Sono io, dice lei
semplicemente nell’apparecchio. Ma certo fa lui, ho riconosciuto subito la tua
voce; ma che bella sorpresa, prosegue poi stringendo il telefono e strascicando
purtroppo qualche vocale, forse senza del tutto volerlo, come se stesse tornando
all’improvviso da un mondo parallelo, dove probabilmente vige una realtà e
forse anche un linguaggio completamente diversi da quelli in uso lungo i cavi
telefonici. Stavo giusto riflettendo su quanto mi avrebbe fatto piacere
sentirti di nuovo, e magari scambiare due parole con te, dice ancora
improvvisando, quasi a mostrarle con quelle parole quanto riesca a sentirsi
affettuoso nei confronti di lei. Poi ambedue però si ritagliano,
sostanzialmente senza quasi rendersene conto, una leggera pausa di silenzio,
così lui, forse preoccupato di qualcosa che probabilmente non vorrebbe, le
chiede subito con tono preoccupato se c'è qualcosa che non procede per il verso
giusto, forse una novità negativa di cui non è a conoscenza, oppure qualcosa di
cui essere rimproverato, ma lei subito ride, come a schernire la sua infantile
apprensione, quasi come se un comportamento del genere non dovesse avere alcun
tipo di significato.
Allora sono contento
che tutto sia come deve essere, fa lui; o meglio, com’è sempre stato, si
corregge, nella maniera come si immagina devono andare le cose insomma.

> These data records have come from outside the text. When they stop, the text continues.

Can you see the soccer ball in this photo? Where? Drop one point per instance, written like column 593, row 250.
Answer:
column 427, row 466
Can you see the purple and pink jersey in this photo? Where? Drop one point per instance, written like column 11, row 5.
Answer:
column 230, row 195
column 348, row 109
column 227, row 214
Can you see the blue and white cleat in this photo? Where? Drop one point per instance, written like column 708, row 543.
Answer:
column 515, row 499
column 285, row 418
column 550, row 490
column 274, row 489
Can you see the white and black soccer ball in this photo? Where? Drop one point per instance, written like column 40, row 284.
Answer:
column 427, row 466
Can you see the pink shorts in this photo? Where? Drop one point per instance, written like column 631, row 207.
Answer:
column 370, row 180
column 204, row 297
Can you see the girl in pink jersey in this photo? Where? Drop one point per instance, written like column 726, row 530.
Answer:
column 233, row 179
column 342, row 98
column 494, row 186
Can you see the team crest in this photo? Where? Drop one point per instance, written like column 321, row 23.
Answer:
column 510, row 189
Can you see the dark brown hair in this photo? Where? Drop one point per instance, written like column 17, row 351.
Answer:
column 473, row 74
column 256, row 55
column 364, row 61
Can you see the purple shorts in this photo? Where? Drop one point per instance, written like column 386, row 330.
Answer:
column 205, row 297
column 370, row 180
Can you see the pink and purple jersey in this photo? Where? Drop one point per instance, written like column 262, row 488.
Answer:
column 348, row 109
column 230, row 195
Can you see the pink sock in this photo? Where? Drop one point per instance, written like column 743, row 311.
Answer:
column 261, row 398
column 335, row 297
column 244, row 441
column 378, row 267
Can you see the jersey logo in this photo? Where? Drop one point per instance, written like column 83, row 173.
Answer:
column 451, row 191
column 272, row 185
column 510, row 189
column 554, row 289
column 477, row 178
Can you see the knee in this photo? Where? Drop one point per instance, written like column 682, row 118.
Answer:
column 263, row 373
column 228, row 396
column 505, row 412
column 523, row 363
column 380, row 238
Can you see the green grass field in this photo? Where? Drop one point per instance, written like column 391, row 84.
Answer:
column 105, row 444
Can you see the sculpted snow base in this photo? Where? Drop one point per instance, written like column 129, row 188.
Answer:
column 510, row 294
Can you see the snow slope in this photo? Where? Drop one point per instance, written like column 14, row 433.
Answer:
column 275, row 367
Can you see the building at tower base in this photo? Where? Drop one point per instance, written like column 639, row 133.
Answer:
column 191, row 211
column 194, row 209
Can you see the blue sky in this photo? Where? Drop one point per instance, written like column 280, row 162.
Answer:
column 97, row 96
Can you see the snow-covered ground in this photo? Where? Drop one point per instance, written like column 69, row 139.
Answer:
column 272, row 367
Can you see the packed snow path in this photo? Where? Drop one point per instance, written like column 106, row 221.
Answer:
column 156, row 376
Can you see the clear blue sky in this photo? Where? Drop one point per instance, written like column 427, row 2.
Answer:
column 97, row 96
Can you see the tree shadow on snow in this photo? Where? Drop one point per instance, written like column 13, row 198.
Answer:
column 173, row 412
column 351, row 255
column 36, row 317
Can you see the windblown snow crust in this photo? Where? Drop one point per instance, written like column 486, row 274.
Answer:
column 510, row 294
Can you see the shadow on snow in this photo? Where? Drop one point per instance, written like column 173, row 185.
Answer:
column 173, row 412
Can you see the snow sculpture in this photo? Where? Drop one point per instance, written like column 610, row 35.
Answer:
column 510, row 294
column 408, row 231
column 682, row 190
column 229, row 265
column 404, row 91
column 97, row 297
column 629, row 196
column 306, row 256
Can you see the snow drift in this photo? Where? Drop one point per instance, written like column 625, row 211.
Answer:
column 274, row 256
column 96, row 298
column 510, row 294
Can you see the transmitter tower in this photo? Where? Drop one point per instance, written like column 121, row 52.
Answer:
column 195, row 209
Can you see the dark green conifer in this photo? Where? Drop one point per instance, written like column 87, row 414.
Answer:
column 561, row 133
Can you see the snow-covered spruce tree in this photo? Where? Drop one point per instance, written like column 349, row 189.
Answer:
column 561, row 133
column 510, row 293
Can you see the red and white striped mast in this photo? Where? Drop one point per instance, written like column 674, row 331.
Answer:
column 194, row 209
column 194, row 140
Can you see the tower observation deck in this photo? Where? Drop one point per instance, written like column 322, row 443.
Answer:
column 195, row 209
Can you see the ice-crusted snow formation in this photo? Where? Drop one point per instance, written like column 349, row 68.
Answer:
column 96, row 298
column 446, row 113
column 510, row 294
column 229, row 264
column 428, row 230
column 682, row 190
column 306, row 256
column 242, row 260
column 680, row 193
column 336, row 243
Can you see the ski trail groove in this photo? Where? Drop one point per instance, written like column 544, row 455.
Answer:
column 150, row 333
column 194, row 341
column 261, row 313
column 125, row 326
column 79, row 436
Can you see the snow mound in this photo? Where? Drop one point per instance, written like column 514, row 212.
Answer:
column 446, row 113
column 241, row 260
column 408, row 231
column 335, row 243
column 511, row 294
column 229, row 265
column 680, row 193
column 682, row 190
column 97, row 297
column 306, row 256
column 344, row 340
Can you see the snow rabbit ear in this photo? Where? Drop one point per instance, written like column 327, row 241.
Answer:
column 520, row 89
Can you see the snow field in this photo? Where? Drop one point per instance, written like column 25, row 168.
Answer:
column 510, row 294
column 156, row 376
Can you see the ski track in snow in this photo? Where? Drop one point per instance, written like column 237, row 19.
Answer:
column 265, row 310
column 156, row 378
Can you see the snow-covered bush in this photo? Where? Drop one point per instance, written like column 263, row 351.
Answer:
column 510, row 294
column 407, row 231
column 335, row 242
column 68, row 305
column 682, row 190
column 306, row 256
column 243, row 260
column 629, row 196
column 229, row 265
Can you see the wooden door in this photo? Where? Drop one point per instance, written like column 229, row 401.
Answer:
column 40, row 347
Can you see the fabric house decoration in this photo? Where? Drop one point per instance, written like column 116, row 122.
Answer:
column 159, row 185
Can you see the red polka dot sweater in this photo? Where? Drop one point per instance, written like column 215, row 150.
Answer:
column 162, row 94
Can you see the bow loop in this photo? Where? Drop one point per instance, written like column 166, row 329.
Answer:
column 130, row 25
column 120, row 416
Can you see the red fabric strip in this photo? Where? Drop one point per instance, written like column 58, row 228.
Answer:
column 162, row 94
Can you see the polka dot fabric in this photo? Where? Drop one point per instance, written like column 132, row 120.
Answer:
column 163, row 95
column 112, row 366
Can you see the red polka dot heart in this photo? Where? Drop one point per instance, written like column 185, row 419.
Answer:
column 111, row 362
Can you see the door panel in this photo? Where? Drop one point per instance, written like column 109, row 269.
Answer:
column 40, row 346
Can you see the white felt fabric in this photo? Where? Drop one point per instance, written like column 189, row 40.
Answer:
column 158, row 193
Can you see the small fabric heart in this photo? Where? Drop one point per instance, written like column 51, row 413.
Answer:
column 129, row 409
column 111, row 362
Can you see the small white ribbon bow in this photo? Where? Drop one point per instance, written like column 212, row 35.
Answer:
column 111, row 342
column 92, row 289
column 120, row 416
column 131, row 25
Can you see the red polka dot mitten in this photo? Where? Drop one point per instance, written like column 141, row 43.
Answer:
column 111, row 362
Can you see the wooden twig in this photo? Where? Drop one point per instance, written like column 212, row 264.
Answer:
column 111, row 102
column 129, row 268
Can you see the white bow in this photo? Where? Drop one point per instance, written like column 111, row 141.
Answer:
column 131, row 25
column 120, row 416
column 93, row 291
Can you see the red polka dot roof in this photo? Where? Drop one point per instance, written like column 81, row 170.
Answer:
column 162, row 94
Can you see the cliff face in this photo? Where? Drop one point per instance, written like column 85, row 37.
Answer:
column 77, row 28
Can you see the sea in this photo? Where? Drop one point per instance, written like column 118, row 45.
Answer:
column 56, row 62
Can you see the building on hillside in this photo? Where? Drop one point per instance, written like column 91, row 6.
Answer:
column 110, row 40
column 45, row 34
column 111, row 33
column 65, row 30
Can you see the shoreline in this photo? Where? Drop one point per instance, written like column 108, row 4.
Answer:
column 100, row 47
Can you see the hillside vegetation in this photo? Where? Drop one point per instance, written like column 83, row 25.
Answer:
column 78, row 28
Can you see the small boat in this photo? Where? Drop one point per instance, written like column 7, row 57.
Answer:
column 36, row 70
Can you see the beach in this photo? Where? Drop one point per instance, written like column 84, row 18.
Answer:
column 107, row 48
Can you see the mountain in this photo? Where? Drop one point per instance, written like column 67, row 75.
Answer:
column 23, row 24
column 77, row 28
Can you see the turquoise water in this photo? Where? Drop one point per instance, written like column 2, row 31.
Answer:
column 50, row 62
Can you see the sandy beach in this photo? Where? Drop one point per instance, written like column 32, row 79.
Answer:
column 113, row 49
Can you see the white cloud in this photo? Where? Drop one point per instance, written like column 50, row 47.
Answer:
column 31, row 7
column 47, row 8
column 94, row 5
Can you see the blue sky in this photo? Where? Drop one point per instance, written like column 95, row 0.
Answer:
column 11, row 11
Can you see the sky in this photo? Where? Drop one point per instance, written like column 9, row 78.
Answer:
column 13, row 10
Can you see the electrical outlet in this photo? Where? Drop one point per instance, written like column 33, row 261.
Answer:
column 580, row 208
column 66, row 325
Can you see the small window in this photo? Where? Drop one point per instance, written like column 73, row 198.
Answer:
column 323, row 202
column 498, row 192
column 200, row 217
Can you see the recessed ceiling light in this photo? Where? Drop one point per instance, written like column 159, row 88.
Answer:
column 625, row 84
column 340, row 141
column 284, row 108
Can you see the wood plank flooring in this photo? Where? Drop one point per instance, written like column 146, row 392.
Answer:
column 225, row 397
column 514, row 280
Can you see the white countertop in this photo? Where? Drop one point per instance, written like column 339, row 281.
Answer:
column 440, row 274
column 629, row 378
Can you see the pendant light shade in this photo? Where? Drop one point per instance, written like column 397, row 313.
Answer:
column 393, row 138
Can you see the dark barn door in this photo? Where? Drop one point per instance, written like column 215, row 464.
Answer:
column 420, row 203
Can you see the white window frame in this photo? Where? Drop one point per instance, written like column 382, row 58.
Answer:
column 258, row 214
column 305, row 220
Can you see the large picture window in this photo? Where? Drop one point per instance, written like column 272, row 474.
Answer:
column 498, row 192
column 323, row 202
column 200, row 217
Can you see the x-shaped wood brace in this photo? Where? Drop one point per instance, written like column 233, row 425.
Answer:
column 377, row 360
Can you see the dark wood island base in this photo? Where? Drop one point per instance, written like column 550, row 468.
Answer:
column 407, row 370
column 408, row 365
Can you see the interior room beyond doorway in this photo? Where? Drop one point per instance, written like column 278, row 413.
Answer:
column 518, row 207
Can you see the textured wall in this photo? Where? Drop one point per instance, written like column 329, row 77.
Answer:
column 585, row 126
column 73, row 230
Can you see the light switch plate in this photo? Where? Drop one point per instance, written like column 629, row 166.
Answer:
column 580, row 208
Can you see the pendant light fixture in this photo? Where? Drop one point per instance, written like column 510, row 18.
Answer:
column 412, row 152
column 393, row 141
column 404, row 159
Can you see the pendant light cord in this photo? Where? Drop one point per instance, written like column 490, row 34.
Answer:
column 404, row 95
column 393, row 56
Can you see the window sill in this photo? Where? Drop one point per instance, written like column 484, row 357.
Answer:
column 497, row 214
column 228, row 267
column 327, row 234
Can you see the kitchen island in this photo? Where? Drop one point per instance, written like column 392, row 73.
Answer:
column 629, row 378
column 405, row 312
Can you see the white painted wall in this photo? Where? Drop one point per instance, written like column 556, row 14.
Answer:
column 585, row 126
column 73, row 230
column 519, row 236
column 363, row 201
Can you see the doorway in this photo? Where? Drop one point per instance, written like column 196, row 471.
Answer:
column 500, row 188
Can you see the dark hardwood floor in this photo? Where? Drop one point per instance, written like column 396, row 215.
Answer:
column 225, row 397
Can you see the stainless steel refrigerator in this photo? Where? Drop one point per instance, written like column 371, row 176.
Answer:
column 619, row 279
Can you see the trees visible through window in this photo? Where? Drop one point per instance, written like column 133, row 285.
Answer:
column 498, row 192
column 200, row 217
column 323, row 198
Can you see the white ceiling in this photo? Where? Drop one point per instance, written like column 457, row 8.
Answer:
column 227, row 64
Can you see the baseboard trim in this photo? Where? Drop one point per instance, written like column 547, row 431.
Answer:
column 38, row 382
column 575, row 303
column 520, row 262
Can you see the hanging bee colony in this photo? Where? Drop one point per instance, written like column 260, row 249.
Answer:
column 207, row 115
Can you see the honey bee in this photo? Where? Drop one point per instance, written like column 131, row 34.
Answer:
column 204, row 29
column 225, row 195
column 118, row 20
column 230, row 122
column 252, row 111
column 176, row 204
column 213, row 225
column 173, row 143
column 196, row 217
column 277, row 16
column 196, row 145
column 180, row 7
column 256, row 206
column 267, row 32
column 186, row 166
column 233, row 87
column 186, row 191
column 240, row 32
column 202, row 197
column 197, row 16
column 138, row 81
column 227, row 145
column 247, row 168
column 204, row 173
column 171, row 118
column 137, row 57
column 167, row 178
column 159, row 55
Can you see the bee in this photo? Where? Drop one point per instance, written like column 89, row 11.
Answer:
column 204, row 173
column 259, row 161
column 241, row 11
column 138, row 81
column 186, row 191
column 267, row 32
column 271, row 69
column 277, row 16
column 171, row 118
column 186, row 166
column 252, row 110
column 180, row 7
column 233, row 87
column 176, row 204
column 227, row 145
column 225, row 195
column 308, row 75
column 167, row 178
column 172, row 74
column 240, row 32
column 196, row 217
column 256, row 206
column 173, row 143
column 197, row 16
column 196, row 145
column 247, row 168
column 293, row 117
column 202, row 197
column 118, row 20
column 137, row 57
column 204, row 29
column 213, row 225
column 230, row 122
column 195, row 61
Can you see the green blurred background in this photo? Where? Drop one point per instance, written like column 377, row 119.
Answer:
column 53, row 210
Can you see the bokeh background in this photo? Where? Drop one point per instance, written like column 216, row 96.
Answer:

Poi
dice: non sono mai stato molto bravo a tirare avanti le conversazioni
telefoniche, spiega alla fine come per giustificarsi: mi pare sempre che si
finisca per dire soltanto delle emerite sciocchezze, così la mia parte cerco di
esaurirla tutta in una volta per levarmene il pensiero dalla testa. Lei di
nuovo ride leggermente, poi dice che non le sono mai piaciute molto le cose
sciocche, e che in ogni caso preferisce parlare di temi maggiormente
significativi.
Lui prova forse un filo
di preoccupazione, trattiene per un attimo il fiato, quindi sgrana gli occhi
guardando avanti a sé, ed infine dice con un certo coraggio che forse sarebbe
meglio se si dessero un appuntamento per vedersi e parlare un po’ di persona
anche di argomenti più seri. Lei non risponde, mostrando forse che le pare
prematura una decisione del genere, così lui tenta di recuperare parlandole di
uno spettacolo all’aperto, una semplice festa di quartiere, qualcosa che si
tiene il giorno seguente, a cui magari potrebbero recarsi insieme. Lei chiede
subito maggiori informazioni, pare prendere tempo prima di decidere, lui tenta
di magnificare il tipo di serata che sta proponendo, dice una spiritosaggine
per allentare quella specie di tensione che si sta accumulando, ma lei sembra
rigida, quasi poco disponibile.
Va bene, dice lui, non ha alcuna importanza se non
ti va. Magari sarà per un’altra volta. Lei resta ancora in silenzio, come se
stesse riflettendo a fondo su quanto deve decidere, poi dice in fretta: ma no,
guarda che va bene; proprio come vuoi tu. No, figurati, la interrompe lui, come
piace più a te; in fondo, sottolinea ridendo, non sembra che mi lasci prendere
molte iniziative. Può darsi, fa lei, ma questa che hai tirato fuori va bene se
tu lo desideri. Segue un’altra pausa di silenzio. Poi lui, impacciato, dice che
potrebbe aspettarla nella piazzetta vicino casa sua, così ci sarebbe tutto il
tempo per farsi servire qualcosa da bere in qualche locale prima di andare allo
spettacolo.
D’accordo, fa lei, però non credo sarò molto di
compagnia, visto che in questo periodo mi sento spesso angosciata. Non è colpa
degli altri, prosegue, sono io che non riesco a stare con le persone. Forse
però con te può essere diverso, sempre che tu riesca ad avere una certa pazienza,
magari cercando di comprendere al meglio i miei stati d’animo.